CSIS logoCenter for Secure Information Systems

Securing the World's Cyber Infrastructure

Aerial View of the George Mason Fairfax Campus

CSIS Seminar

Generative Model and Knowledge Graph Query Processing and their Applications to Cybersecurity

Speaker:   Dr. Noseong Park, University of North Carolina, Charlotte
When:   March 22, 2018, 11:00 am - 12:00 pm
Where:   Engineering Building, Room 4801

Abstract

In the big data era, sharing data with partners or releasing data to the public frequently occurs. Privacy should be the top priority in the sharing process to protect people who were willing to share valuable information. Anonymization techniques remove identifiers (such as social security numbers) and modify quasi-identifiers (such as gender, ZIP code, age, occupation, and so forth). However, other sensitive attributes that are neither identifiers nor quasi-identifiers are often disclosed without any modification. If adversaries possess background knowledge or other information sources, then they can recover the identification of records We present a data synthesis method based on generative adversarial networks (GANs). Our method, named table-GAN, is specialized for synthesizing tables that contain categorical, ordinal, discrete, and continuous values. Tables synthesized by table-GAN have global statistics similar to that of the original table even though they differ at the record level. The main advantages of generating synthetic tables are twofold: 1) real records are not disclosed and 2) machine learning models trained using very carefully synthesized tables show behavior similar to that of models trained using the original table; they can replace each other (i.e., model compatibility). We also show that table-GAN is strong against membership attacks to infer about the original table after observing generated tables. Knowledge graphs are popular for various applications such as question answering, fact checking, and so forth. SPARQL is a standard knowledge graph query language. We present a method to quickly process aggregated top-k SPARQL queries that involve GROUP BY, ORDER BY, and LIMIT terms.
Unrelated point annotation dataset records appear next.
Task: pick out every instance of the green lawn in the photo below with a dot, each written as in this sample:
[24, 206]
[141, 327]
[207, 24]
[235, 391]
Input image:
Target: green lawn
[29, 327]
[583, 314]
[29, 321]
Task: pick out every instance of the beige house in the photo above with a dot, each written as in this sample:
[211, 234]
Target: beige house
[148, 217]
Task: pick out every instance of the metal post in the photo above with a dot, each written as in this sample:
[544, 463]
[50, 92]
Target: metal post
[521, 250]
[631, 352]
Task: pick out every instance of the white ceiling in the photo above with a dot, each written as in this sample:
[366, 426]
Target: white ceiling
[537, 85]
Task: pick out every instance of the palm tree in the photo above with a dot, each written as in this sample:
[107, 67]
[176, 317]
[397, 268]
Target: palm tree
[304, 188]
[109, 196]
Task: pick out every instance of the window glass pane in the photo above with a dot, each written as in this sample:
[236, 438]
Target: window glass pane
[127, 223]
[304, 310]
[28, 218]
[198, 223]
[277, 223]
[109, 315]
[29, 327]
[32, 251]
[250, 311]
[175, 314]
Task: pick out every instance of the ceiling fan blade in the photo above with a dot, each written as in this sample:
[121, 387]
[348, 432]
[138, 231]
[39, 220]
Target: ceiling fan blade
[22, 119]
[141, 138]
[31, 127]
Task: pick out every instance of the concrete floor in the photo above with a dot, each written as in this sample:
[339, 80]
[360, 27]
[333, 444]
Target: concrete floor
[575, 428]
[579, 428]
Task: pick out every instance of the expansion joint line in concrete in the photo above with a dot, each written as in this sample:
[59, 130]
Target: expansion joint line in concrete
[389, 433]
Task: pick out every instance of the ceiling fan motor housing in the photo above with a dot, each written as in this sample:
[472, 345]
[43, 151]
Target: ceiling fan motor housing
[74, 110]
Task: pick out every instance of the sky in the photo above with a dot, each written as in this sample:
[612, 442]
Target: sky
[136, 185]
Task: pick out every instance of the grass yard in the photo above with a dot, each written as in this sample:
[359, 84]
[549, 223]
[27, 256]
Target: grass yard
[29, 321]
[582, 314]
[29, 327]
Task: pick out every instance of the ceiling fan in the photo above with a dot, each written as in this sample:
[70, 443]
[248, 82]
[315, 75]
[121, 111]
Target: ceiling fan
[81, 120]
We also present our recent efforts to construct cybersecurity knowledge graphs for cyber threat intelligence where machines can assist security analysts by answering questions such as ``What are the most vulnerable software packages installed in my network and what are the best substitutes for those packages?''.

Speaker Bio

Noseong Park is an Assistant Professor of Software and Information Systems at the University of North Carolina, Charlotte. He received his PhD degree from Computer Science at the University of Maryland, College Park. He has worked extensively at the intersection of artificial intelligence, data mining, network analysis and cybersecurity.